Wastewater treatment and re-use is water-sourcing in the holistic context, and these should achieve a significant measure in rapidly growing urban communities to meet demands and entrench sustainability in urban techno-industry.
I have been with Iloilo City Environment and Natural Resources Officer Engr. Noel Hechanova, Team Leader of LINAW-Iloilo City (LINAW is Local Initiatives for Affordable Wastewater Treatment, a USAID-funded project, which aims to assist local governments to comply with Republic Act 9170 otherwise known as the Clean Water Act of 2002) in not a few hands-on activities related to LINAW. Iloilo City is one of the only four pilot cities of LINAW in the country. The other four are: Dumaguete, Muntinlupa, and Naga -- all obviously urbanized and further urbanized.

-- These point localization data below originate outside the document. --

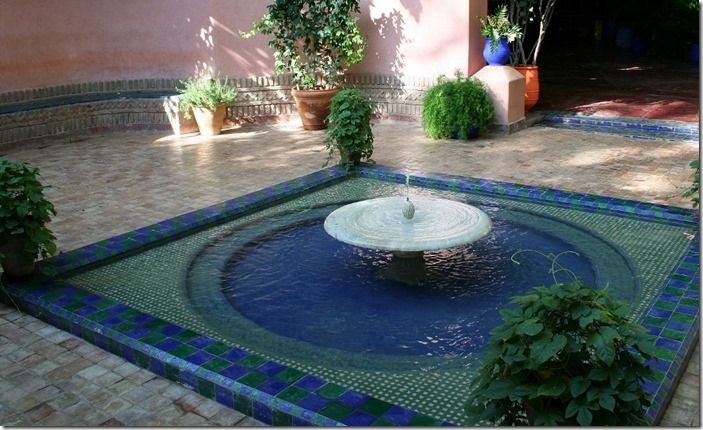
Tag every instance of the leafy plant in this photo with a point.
(564, 355)
(456, 108)
(314, 40)
(694, 191)
(24, 211)
(529, 15)
(497, 26)
(204, 91)
(349, 129)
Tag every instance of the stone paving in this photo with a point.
(103, 185)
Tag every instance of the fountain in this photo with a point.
(408, 228)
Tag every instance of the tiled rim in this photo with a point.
(638, 128)
(279, 395)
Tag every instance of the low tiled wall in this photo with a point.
(68, 109)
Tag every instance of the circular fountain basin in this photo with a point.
(380, 224)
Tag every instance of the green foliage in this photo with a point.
(694, 191)
(24, 211)
(204, 91)
(456, 107)
(349, 129)
(497, 26)
(564, 355)
(314, 40)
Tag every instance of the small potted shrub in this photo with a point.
(350, 127)
(499, 31)
(207, 98)
(456, 108)
(565, 355)
(314, 41)
(24, 214)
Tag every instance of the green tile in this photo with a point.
(252, 361)
(290, 375)
(281, 419)
(331, 391)
(424, 420)
(186, 336)
(253, 379)
(375, 407)
(336, 411)
(153, 338)
(293, 394)
(690, 302)
(667, 306)
(206, 388)
(672, 334)
(242, 404)
(183, 351)
(664, 354)
(684, 318)
(216, 364)
(217, 348)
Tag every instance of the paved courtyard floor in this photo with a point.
(104, 185)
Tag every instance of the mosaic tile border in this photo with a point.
(279, 395)
(638, 128)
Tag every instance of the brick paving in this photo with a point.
(51, 378)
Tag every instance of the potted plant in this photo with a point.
(349, 129)
(456, 108)
(524, 57)
(564, 355)
(314, 41)
(207, 98)
(499, 31)
(24, 214)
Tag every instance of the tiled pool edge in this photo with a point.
(273, 410)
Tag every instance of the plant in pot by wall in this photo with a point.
(499, 32)
(24, 214)
(349, 129)
(314, 41)
(532, 16)
(564, 355)
(207, 98)
(456, 108)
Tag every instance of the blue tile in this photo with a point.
(399, 415)
(352, 399)
(314, 403)
(235, 371)
(273, 386)
(271, 368)
(358, 418)
(310, 383)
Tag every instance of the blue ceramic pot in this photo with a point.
(498, 57)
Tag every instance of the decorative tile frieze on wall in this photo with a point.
(67, 109)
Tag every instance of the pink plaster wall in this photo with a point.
(50, 42)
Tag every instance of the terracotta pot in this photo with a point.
(17, 263)
(531, 74)
(209, 122)
(314, 107)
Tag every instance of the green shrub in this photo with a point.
(456, 108)
(313, 40)
(203, 91)
(349, 129)
(24, 211)
(565, 355)
(694, 191)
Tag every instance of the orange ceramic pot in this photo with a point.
(314, 107)
(209, 122)
(531, 74)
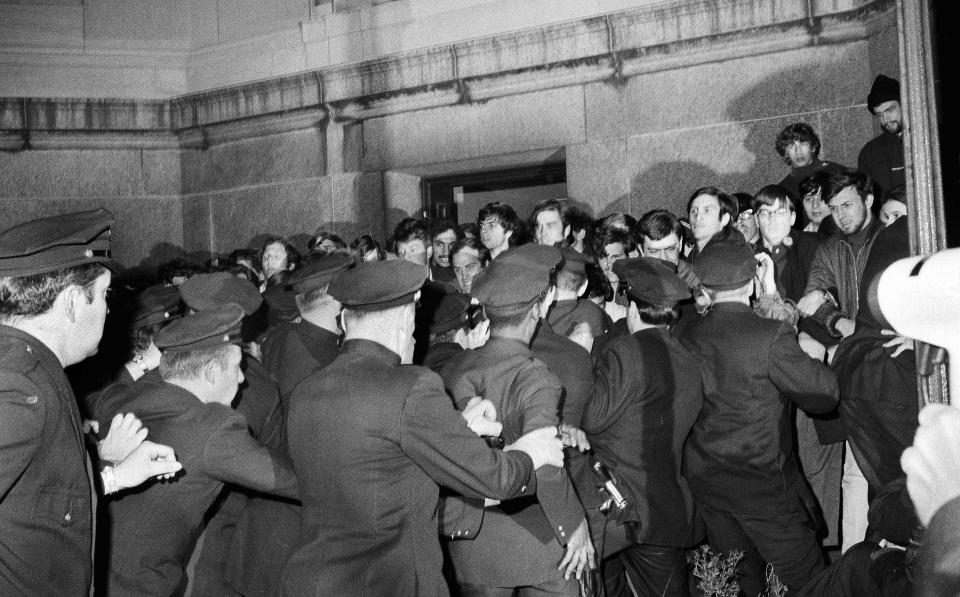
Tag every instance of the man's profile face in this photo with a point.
(227, 381)
(549, 230)
(667, 248)
(92, 315)
(414, 250)
(706, 217)
(850, 212)
(890, 116)
(775, 221)
(800, 154)
(466, 265)
(611, 254)
(442, 243)
(492, 233)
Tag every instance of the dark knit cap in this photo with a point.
(515, 279)
(319, 271)
(651, 280)
(884, 89)
(156, 304)
(725, 265)
(205, 330)
(206, 291)
(56, 242)
(378, 285)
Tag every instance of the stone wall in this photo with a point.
(644, 105)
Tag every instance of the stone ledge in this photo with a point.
(615, 45)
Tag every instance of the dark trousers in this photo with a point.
(784, 539)
(653, 570)
(566, 588)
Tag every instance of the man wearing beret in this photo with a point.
(520, 544)
(53, 286)
(647, 394)
(882, 157)
(153, 531)
(268, 529)
(258, 400)
(739, 460)
(371, 439)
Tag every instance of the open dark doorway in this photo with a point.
(459, 197)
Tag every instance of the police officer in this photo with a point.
(372, 438)
(153, 530)
(53, 286)
(740, 461)
(647, 394)
(519, 545)
(268, 529)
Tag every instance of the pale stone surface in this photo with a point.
(794, 82)
(597, 175)
(273, 158)
(532, 121)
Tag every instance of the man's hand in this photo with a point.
(766, 275)
(809, 304)
(477, 336)
(580, 553)
(147, 461)
(574, 438)
(899, 343)
(481, 417)
(126, 433)
(932, 464)
(542, 445)
(582, 335)
(845, 326)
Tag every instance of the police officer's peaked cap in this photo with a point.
(651, 280)
(156, 304)
(574, 261)
(207, 291)
(884, 89)
(205, 330)
(378, 285)
(725, 265)
(515, 279)
(452, 312)
(56, 242)
(318, 272)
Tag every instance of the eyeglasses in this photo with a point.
(766, 214)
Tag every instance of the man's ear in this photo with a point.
(72, 296)
(210, 371)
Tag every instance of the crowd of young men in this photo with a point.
(474, 414)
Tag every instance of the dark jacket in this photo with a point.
(740, 456)
(46, 500)
(153, 528)
(268, 529)
(520, 542)
(647, 394)
(371, 440)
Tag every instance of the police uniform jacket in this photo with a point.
(521, 542)
(647, 394)
(46, 503)
(268, 529)
(371, 439)
(154, 527)
(740, 456)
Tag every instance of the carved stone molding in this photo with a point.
(612, 46)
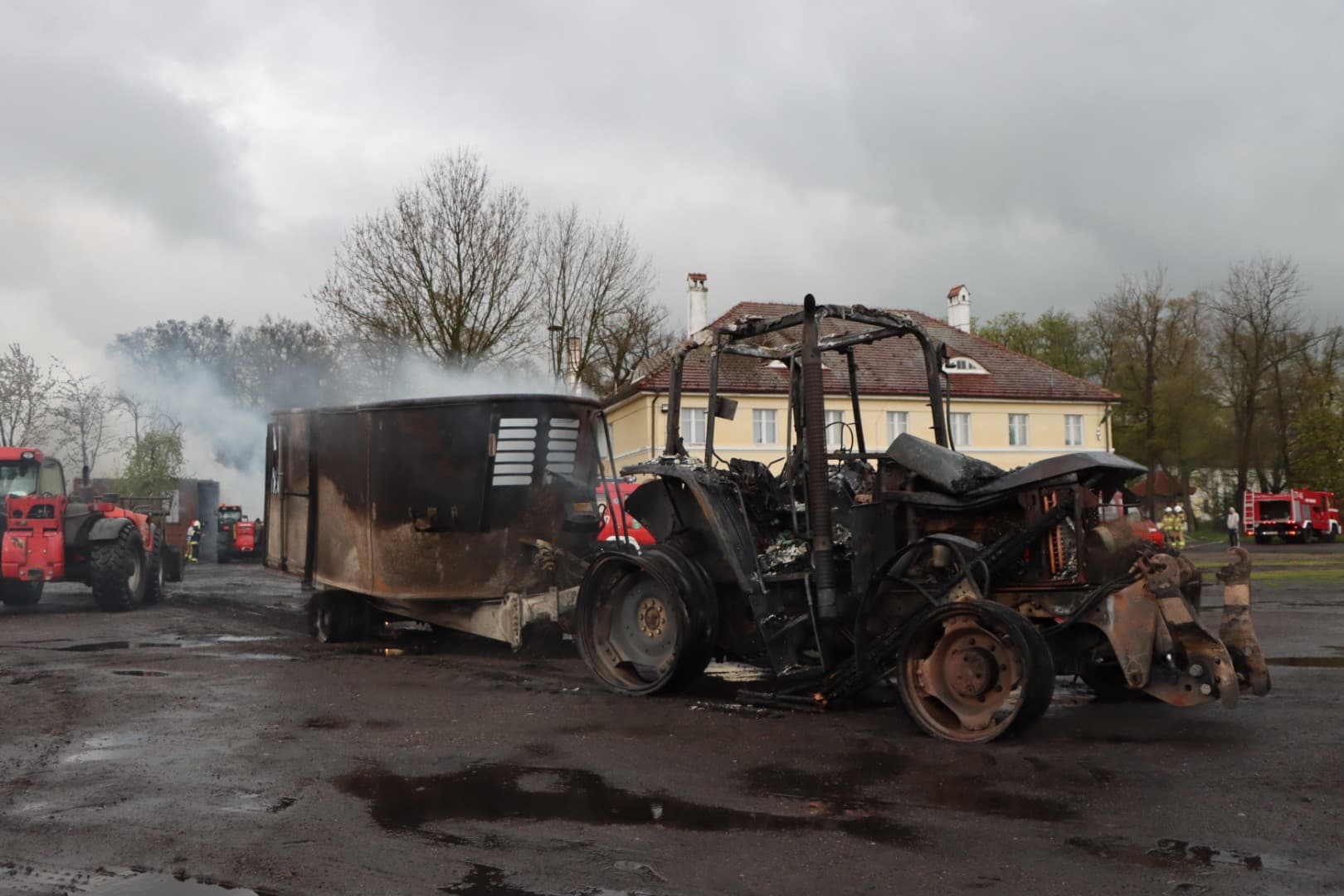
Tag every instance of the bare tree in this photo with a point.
(632, 338)
(1259, 314)
(594, 284)
(24, 398)
(81, 411)
(446, 270)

Engr. Hechanova has burned our backs in Sunday ocular inspections of the Iloilo River and its tributary the Dungon Creek for project survey. We are (Victor and I) with the LINAW - Iloilo City Committee. It is good to have Victor's Fulbright Master's in International Sustainable Development from Brandeis in Waltham, Massachusetts practiced in the yard of our city.

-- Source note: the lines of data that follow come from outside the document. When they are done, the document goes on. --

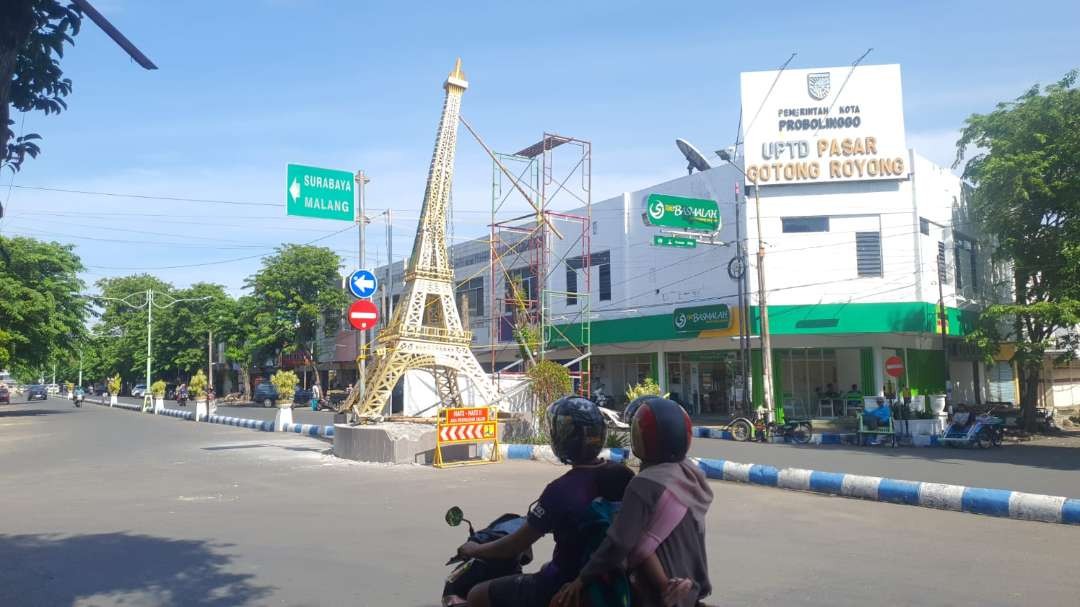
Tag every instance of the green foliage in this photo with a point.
(285, 382)
(198, 385)
(113, 385)
(1026, 198)
(647, 387)
(549, 382)
(36, 31)
(292, 289)
(41, 314)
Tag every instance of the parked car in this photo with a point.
(265, 393)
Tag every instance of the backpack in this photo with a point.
(612, 589)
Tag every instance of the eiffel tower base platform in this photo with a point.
(394, 443)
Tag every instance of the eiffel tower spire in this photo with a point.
(426, 332)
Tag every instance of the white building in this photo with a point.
(855, 228)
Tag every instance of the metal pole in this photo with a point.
(362, 336)
(149, 325)
(764, 308)
(390, 266)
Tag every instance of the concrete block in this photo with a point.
(391, 443)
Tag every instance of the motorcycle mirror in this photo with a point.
(455, 516)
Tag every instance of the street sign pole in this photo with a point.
(362, 336)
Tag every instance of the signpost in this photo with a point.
(457, 426)
(677, 242)
(701, 318)
(363, 314)
(894, 366)
(319, 192)
(363, 284)
(664, 211)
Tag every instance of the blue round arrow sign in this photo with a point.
(363, 283)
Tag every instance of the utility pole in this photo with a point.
(761, 298)
(210, 359)
(362, 335)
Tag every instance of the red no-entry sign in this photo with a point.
(894, 366)
(363, 314)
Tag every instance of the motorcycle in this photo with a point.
(471, 571)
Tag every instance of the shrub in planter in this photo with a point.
(285, 381)
(113, 385)
(198, 386)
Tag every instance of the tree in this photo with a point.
(41, 311)
(32, 35)
(295, 287)
(1027, 198)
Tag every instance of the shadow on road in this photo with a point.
(29, 413)
(50, 569)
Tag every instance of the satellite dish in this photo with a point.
(693, 158)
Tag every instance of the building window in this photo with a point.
(796, 225)
(942, 273)
(868, 254)
(571, 286)
(605, 288)
(472, 291)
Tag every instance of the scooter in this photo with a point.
(472, 571)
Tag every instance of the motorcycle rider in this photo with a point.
(663, 513)
(578, 432)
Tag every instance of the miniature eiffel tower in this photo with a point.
(426, 331)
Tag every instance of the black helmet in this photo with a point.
(660, 431)
(577, 430)
(628, 414)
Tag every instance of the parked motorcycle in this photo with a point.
(472, 571)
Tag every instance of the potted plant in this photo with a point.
(198, 387)
(158, 391)
(285, 382)
(113, 387)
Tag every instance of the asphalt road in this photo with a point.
(107, 507)
(1048, 466)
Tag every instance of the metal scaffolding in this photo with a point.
(532, 245)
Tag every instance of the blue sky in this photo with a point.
(248, 86)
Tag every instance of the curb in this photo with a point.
(958, 498)
(309, 429)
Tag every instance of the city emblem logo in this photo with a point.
(818, 84)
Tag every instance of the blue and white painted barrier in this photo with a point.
(975, 500)
(178, 413)
(309, 429)
(241, 422)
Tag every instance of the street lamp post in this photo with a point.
(761, 298)
(149, 321)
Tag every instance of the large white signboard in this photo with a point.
(824, 124)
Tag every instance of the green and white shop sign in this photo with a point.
(701, 318)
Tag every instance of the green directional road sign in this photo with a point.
(677, 242)
(319, 192)
(666, 211)
(701, 318)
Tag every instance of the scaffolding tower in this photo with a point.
(532, 246)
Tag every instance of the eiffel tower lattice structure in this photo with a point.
(426, 331)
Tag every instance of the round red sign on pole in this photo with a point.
(363, 314)
(894, 366)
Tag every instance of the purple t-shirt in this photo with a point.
(559, 511)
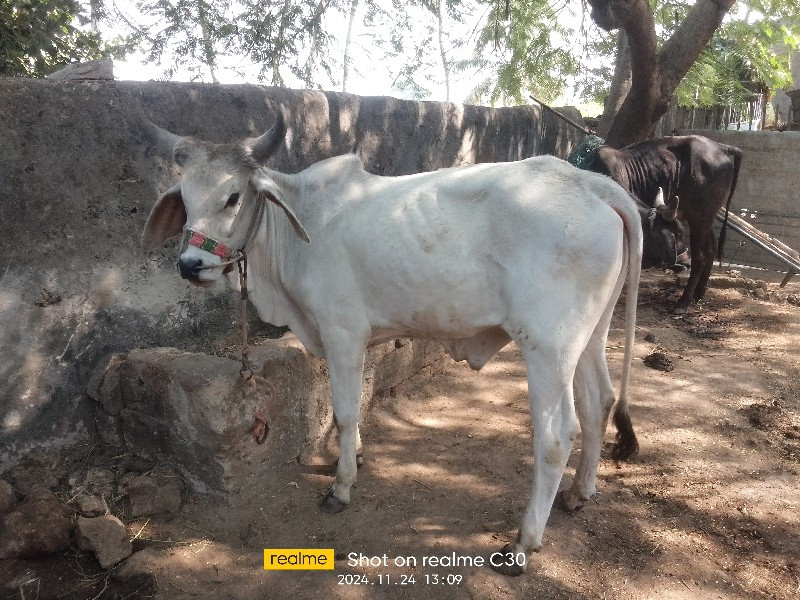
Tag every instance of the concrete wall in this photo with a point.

Now parts of the abstract say:
"At the household level, waste water treatment and re-use remains an incongruous concept. Commercial water purification and distillation are more proximate to the environment consciousness of the majority of the population.
Since watershed rehabilitation and other water-sourcing initiatives are generally inversely proportional to water source deterioration and loss, the awareness of wastewater treatment particularly low-cost wastewater treatment and re-use are given low priority in the more perceptible water campaigns, and the adoption of wastewater technologies has been generally restricted to the commercial level especially to water bottling companies.
Developing low-cost wastewater treatment and re-use technologies should aptly move parallel to water-sourcing technologies.
Appropriate septage and septic management awareness is a quality entry point to build a high-level awareness of increased water supply opportunities as it demands the essential knowledge from Information, Education and Communications (IEC) on the water structures from the hydrologic cycle to the urban wastewater situation.
Project initiative and management will be the role of the grassroots communities, so objectives will now be driven by direct community welfare interest and not by the traditional institutions of governance.
The approach will aim for the mass empowerment of stakeholder-beneficiaries and proactively institutionalize a people-need-and demand direction in development, while the response-actions expected from this community-based septage management will entrench a mass effectual awareness of the water dynamics and the comprehension of the socio-economic advantages of household level low-cost wastewater treatment and re-use technologies."